A garden has consumed the Grand Concourse: overgrown vines climbing the support beams, recycled lighting used to simulate day/night cycles, a towering tree with a circular bench at its base.
Two graves rest beneath it.
There's a sound from the bar: glasses clinking.
Arthur.
His plating is worn, but his smile is unchanged.
"Hello, friends! Can I offer you a drink for the end… or rather, the beginning… of the world as you know it?"
Arthur's Story
Arthur becomes the crew's unexpected guide. Though his memory was partially fragmented by decades of degradation and amateur repairs, key logs remained intact—video clips, voice recordings, and one final message.
Aurora Lane appears on screen. She's in her sixties now, silver hair tied back, skin leathery from years under artificial sun.
"To the crew of Avalon: My name is Aurora Lane. I was never meant to be awake. Neither was Jim Preston. He died years ago. I chose to stay behind."
She pauses beside Jim's grave, hand on the soil.
"The med bay had one cryopod. He gave it to me. And I gave it back."
Her voice tightens, less grief, more steel.
"We made a life out of nothing. We kept the ship alive. Every hydro-line patched, every capacitor recalibrated—that was him. I wrote every passenger's psychological profile again from scratch because the original records had degraded. That was me."
She looks into the camera.
"We earned our place on this ship. But you'll decide whether we deserve to be remembered."
"If you choose to erase us, at least have the courage to know what you're doing. Say it out loud: we chose silence over truth."
Arthur's Testimony
Arthur gives the crew something no data log can: a personality, a presence. He recounts their mornings. Their arguments. Their silences. Their laughter. He remembers the moment Jim died.

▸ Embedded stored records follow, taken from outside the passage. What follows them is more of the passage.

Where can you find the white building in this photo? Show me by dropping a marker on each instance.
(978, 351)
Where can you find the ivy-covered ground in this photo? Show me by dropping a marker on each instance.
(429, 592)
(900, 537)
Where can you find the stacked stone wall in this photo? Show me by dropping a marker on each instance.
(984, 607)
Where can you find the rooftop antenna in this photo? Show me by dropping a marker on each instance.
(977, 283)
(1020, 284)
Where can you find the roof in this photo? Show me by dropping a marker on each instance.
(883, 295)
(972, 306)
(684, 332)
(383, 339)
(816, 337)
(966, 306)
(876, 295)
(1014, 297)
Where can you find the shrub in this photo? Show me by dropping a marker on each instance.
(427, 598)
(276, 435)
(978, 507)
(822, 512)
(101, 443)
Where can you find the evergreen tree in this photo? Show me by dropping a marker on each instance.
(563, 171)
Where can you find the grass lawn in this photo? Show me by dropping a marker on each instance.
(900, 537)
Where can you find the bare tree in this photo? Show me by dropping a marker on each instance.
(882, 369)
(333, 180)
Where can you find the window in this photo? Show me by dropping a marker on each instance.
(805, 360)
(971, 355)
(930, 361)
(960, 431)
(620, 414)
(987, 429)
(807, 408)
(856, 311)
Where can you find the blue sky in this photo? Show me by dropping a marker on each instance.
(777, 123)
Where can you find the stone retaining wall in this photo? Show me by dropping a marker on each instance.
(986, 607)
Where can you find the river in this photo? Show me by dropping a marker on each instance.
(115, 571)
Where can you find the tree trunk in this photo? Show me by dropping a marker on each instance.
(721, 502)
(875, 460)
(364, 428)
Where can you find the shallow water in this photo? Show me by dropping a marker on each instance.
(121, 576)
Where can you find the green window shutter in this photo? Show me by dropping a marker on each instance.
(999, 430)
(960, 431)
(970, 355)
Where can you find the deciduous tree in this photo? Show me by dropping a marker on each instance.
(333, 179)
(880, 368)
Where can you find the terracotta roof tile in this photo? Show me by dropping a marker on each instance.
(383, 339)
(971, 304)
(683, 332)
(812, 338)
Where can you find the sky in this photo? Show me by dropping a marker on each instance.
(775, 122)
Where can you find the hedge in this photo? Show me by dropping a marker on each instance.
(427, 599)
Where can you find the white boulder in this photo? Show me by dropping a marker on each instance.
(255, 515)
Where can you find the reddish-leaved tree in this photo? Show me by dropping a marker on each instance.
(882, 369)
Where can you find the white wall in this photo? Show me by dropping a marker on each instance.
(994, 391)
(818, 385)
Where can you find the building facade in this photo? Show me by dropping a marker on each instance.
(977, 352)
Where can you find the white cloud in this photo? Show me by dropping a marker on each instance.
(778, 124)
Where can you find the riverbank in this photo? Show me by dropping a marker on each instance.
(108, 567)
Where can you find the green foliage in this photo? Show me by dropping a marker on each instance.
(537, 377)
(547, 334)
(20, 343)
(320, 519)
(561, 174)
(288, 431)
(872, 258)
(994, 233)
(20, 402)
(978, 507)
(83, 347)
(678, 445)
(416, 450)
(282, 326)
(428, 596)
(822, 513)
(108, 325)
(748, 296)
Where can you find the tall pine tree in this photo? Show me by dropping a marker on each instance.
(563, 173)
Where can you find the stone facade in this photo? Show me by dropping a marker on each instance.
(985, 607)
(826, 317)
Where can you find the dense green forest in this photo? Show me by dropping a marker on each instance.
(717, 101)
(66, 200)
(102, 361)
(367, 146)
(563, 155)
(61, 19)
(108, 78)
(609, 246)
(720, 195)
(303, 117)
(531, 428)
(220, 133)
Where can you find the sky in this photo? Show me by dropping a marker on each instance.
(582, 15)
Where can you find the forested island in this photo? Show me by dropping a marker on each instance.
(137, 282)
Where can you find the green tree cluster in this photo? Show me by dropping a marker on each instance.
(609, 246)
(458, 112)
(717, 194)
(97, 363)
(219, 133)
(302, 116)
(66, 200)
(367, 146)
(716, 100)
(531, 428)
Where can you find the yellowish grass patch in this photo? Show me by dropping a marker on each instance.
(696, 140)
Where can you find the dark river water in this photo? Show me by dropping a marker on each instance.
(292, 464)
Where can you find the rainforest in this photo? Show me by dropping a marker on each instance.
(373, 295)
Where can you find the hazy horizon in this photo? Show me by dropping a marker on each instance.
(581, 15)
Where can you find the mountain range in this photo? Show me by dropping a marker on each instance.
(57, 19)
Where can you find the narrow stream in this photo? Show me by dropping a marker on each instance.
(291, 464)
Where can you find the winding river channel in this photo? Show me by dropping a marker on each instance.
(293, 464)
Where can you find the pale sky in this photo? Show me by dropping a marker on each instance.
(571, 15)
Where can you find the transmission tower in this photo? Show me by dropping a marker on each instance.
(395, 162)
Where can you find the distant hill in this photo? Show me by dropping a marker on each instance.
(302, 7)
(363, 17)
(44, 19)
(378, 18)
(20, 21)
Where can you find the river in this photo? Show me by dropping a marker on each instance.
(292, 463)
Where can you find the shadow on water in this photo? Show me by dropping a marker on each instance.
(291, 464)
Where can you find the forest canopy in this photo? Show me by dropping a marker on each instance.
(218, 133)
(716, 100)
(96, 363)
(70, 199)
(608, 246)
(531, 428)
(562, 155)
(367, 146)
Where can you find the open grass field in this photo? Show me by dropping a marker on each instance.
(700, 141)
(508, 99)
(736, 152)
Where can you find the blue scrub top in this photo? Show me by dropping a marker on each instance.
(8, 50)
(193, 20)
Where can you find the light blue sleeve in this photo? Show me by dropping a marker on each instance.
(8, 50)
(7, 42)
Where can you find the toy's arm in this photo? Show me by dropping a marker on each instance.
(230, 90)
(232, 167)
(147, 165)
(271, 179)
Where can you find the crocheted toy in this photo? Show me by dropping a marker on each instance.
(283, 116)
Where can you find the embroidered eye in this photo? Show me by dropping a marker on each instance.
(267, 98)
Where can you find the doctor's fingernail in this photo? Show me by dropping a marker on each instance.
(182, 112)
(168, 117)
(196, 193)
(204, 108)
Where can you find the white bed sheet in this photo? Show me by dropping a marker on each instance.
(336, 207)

"He made her coffee before he went. Just like always. She didn't cry until the third day."
He slides a glass to the captain without being asked.
"She used to sit right there and ask me the same question every week: 'Do you think he forgave himself?' I never learned how to answer that."
Arthur's internal logs confirm everything. No fabrications. No manipulations. Just two people who were awake for 88 years—and gave everything they had.
What the Crew Did
There was a vote.
Captain Norris wanted to redact. He saw a PR nightmare—a system failure, a crime, a love story too complex to explain in a press release.
But some argued back.
Chief Engineer Vega pointed out that Jim's undocumented repairs were the reason the ship hadn't failed. That without his work, a dozen systems would've catastrophically failed in the final years.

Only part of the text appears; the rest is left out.